Usage
- Writing system: Latin script
- Type: Alphabetic and Logographic
- Sound values: [ɣ]
- In Unicode: U+0194, U+0263

Other
- Writing direction: Left-to-Right

= Latin gamma =

Latin letter based on the Greek letter gamma

Ɣ (minuscule: ɣ), known as Latin gamma, is a Latin-script letter. Its shape, in uppercase and lowercase, is based on the lowercase shape of the Greek letter gamma (γ). Unlike the Greek gamma, the Latin gamma may have serifs.

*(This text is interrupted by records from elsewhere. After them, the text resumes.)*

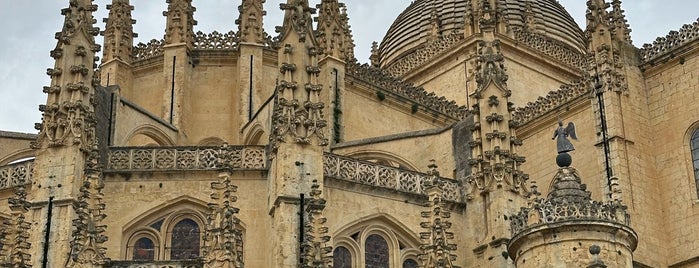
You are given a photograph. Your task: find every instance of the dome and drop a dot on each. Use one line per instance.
(412, 28)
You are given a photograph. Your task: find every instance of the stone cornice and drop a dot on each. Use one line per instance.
(669, 44)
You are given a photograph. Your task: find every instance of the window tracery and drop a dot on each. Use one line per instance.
(342, 258)
(376, 252)
(144, 249)
(185, 240)
(694, 147)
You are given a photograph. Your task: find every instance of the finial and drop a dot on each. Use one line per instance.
(563, 145)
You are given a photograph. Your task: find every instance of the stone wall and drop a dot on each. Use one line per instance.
(673, 89)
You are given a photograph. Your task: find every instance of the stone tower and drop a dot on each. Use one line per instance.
(583, 232)
(496, 186)
(66, 194)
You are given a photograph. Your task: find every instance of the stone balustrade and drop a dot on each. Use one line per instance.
(666, 45)
(551, 211)
(16, 174)
(186, 158)
(155, 264)
(363, 172)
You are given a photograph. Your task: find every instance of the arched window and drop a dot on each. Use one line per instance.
(342, 258)
(376, 252)
(144, 249)
(409, 263)
(694, 144)
(184, 243)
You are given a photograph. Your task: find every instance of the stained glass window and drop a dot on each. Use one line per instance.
(409, 263)
(342, 258)
(185, 240)
(144, 249)
(376, 252)
(694, 144)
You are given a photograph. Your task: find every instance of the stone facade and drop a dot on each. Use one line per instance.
(246, 149)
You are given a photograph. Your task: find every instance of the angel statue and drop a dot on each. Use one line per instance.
(562, 143)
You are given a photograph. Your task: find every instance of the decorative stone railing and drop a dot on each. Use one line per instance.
(348, 169)
(550, 47)
(544, 212)
(153, 48)
(215, 40)
(185, 158)
(664, 45)
(423, 55)
(384, 81)
(155, 264)
(551, 101)
(16, 174)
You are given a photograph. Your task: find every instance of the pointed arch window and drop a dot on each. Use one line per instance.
(185, 240)
(694, 146)
(144, 249)
(376, 252)
(410, 263)
(342, 258)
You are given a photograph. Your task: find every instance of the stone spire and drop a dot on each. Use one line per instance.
(223, 243)
(299, 110)
(250, 27)
(333, 34)
(66, 193)
(15, 232)
(68, 115)
(118, 33)
(606, 32)
(315, 250)
(87, 248)
(494, 161)
(496, 185)
(437, 249)
(180, 22)
(569, 213)
(620, 26)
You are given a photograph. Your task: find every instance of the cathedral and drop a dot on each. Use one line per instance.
(482, 133)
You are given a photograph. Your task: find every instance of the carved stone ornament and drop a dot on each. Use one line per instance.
(490, 67)
(568, 200)
(118, 33)
(333, 34)
(15, 251)
(223, 241)
(68, 115)
(180, 22)
(87, 250)
(250, 26)
(297, 18)
(437, 248)
(316, 251)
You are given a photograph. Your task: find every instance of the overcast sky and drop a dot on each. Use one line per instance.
(28, 28)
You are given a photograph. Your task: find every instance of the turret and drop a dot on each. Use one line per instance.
(180, 22)
(333, 33)
(298, 138)
(179, 39)
(496, 185)
(250, 21)
(583, 232)
(67, 184)
(118, 45)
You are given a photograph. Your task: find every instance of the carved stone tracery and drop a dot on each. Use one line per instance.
(437, 249)
(316, 252)
(68, 116)
(118, 33)
(250, 23)
(333, 34)
(223, 241)
(87, 250)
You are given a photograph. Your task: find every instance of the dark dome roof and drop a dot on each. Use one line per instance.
(412, 27)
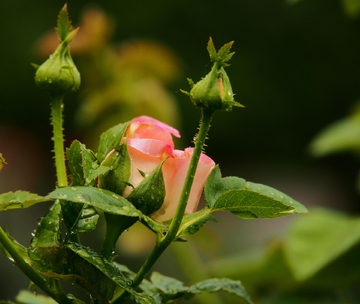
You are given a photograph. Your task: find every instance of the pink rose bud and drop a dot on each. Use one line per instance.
(174, 170)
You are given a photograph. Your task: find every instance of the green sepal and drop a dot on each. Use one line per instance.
(193, 222)
(49, 230)
(247, 200)
(2, 161)
(111, 139)
(85, 268)
(19, 199)
(171, 290)
(117, 178)
(64, 26)
(83, 165)
(149, 195)
(22, 250)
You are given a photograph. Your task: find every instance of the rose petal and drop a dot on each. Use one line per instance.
(140, 161)
(152, 147)
(152, 121)
(141, 130)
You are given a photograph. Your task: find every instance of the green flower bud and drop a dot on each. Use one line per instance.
(214, 92)
(59, 74)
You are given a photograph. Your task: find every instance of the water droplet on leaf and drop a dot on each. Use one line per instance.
(82, 198)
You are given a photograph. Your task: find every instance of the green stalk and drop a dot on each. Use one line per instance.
(163, 243)
(31, 273)
(56, 118)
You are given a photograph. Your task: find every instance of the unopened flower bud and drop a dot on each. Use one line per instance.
(59, 74)
(214, 92)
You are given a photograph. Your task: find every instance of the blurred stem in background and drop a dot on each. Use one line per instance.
(189, 261)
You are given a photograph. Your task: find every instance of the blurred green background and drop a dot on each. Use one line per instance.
(296, 69)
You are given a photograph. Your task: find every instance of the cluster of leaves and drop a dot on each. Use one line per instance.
(316, 262)
(59, 257)
(77, 207)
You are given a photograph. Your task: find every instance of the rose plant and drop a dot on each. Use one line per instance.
(135, 175)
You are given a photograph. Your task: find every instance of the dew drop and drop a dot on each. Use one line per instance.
(82, 198)
(126, 208)
(40, 220)
(62, 196)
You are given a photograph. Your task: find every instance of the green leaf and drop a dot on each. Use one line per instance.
(100, 199)
(19, 248)
(172, 290)
(27, 297)
(84, 170)
(212, 285)
(316, 240)
(111, 139)
(116, 180)
(84, 267)
(192, 223)
(64, 26)
(19, 199)
(83, 166)
(343, 135)
(247, 200)
(48, 232)
(149, 195)
(212, 53)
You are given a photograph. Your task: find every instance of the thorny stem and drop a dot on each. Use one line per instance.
(56, 118)
(163, 243)
(32, 274)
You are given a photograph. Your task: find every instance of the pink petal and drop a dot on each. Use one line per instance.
(152, 147)
(154, 122)
(140, 161)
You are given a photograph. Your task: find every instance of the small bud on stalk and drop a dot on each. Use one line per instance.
(59, 74)
(214, 92)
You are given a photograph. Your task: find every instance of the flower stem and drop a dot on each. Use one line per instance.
(32, 274)
(56, 118)
(163, 243)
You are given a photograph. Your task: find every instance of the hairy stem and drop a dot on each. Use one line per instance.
(163, 243)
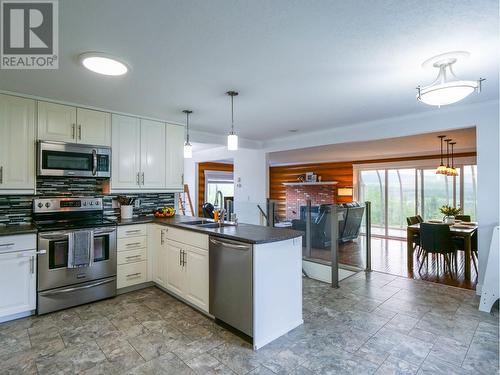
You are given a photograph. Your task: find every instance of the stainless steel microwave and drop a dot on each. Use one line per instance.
(71, 159)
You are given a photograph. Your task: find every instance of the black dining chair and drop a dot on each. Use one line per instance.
(436, 239)
(465, 218)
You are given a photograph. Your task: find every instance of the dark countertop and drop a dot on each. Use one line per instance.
(254, 234)
(12, 230)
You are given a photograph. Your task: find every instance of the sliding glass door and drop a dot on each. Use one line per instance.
(397, 193)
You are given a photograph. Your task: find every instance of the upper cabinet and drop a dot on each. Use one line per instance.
(58, 122)
(175, 157)
(17, 144)
(94, 127)
(143, 157)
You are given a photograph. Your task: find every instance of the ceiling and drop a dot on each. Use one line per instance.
(304, 65)
(416, 145)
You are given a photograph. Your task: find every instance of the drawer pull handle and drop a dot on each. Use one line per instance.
(133, 244)
(134, 275)
(133, 256)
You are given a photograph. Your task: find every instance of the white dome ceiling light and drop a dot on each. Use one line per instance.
(446, 88)
(102, 63)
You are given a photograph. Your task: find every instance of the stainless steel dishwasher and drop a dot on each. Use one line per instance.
(231, 280)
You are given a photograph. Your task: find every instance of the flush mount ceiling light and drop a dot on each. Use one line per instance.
(446, 88)
(232, 138)
(188, 148)
(102, 63)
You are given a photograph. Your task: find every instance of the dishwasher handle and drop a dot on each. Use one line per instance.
(230, 245)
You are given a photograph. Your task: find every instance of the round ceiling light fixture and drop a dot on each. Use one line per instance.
(446, 88)
(102, 63)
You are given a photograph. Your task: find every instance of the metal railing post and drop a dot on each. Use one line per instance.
(335, 245)
(368, 231)
(308, 228)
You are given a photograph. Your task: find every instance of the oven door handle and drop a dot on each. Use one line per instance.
(76, 288)
(54, 236)
(94, 162)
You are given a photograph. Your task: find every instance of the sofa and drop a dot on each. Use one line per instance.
(351, 215)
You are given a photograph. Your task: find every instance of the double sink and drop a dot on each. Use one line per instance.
(208, 224)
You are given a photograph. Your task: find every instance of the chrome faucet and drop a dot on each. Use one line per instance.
(222, 211)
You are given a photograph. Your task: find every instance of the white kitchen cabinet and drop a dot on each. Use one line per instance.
(56, 122)
(65, 123)
(187, 273)
(158, 252)
(17, 275)
(176, 275)
(126, 148)
(152, 154)
(175, 157)
(196, 268)
(17, 144)
(94, 127)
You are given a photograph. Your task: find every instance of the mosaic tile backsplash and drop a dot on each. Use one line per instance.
(16, 209)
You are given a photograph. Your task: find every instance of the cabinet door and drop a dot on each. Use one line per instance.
(175, 157)
(152, 154)
(196, 290)
(160, 261)
(17, 143)
(125, 160)
(176, 277)
(17, 282)
(56, 122)
(94, 127)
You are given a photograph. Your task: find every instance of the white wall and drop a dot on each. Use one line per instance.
(250, 176)
(483, 115)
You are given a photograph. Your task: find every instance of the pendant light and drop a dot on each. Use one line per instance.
(446, 88)
(452, 171)
(188, 148)
(232, 138)
(441, 169)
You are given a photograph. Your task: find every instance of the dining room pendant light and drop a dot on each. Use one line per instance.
(446, 88)
(232, 138)
(452, 171)
(442, 168)
(188, 148)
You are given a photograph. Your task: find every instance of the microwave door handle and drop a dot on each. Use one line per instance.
(94, 162)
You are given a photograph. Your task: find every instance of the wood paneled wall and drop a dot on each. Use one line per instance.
(208, 166)
(340, 172)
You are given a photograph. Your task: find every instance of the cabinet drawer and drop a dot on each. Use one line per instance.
(131, 230)
(187, 237)
(131, 256)
(131, 274)
(131, 243)
(16, 243)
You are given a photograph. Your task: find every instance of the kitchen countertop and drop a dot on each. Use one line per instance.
(12, 230)
(254, 234)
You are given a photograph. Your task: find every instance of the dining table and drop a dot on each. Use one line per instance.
(463, 229)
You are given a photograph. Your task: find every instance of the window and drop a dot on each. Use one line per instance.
(397, 193)
(218, 180)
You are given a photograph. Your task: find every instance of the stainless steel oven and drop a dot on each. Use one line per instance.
(71, 159)
(62, 282)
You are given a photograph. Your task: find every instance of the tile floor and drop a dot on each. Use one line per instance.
(375, 323)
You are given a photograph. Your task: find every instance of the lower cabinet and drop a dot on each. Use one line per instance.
(17, 275)
(187, 273)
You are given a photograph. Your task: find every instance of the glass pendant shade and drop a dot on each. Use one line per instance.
(232, 142)
(188, 150)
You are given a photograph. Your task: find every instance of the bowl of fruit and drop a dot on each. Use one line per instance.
(165, 212)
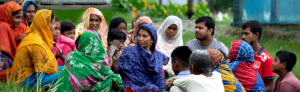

Latin gamma is used to represent a voiced velar fricative in the alphabets of several African languages such as Yom, Dagbani, Dinka, Kabiyé, and Ewe, some Berber languages using the Berber Latin alphabet, and sometimes in the romanization of Pashto. It is also used in the Wakhi language's Latin alphabet.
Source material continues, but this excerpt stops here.